Brokers at the German Stock Exchange in Frankfurt, Germany.
Daniel Roland | AFP | GettyImages

Cramer has a message for investors that believe current stock prices are unjustified: stop wasting his time. Earnings season kicked off with a bang this week, and Cramer liked what he heard from Alcoa, United Continental and Delta.

"At a certain point the anecdotal evidence piles up until it's empirical, and I think these earnings reports potentially justify these prices," Cramer said.

Central banks around the world attempted to debase their currencies in order to boost exports. As government bond yields around the world are hitting historic lows, the scarcity of U.S. bonds and prices being bid up create lower rates for the U.S.

This influx of assets coming to the U.S. are what is keeping rates low and makes dividend yields in stocks much more attractive. Thus, many investors believe there is an unnatural floor supporting the market. While Cramer noted that it does support the argument that stocks don't deserve to trade at current levels, he dismissed the theory.

Health care stocks didn't do much for the first half of 2016, but Cramer is ready for them to go into bull mode for the rest of the year.

Many investors fled the faster growth pharmaceutical and biotech names, and the best performing health care stocks of the first half were medical device plays.

"I think these patterns will continue through the second half, with winners staying winners all the way," Cramer said.

The health care cohort was down 0.4 percent in the first half.
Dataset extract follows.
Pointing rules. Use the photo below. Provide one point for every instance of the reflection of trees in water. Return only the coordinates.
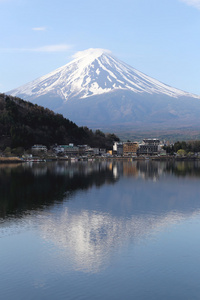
(183, 168)
(26, 188)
This was partly due to companies taking the heat for higher drug prices as highlighted by Hillary Clinton last fall. Valeant and the dissolved merger between Pfizer and Allergan also contributed.

HMOs, hospitals, laboratory service plays and medical device makers were all pockets of strength, which offset the weakness.

John Lund | Getty Images

One group that has struggled this year is the retail stocks, thanks to the so-called death of the shopping mall.

Yet, at a time when mall-based retailers are in pain, Cramer was puzzled by the strength of Federal Realty. The real estate investment trust owns more than 100 shopping center properties in the most crowded areas in the U.S.

Cramer speculated that it could be because REITs have been gaining strength due to their large yields. To learn more, he spoke with the company's CEO Don Wood, who explained the evolution of technology changing the way consumers live and shop.

"It's not just shopping … people want to live in a convenient place, work in a convenient place, be able to not be involved in lots of traffic. They want to be able to experience life … the bottom line is, that level of convenience and that level of service means we all have to bring up our game," Wood said.

In the Lightning Round, Cramer gave his take on a few caller favorite stocks:

Johnson Controls: "No! That merger with Tyco is a buy, buy, buy, buy. I love it."

Rite Aid: "I am worried that Walgreens is not going to be able to close that deal with Rite Aid because of the FTC. That's why that spread is so big. I would be very careful."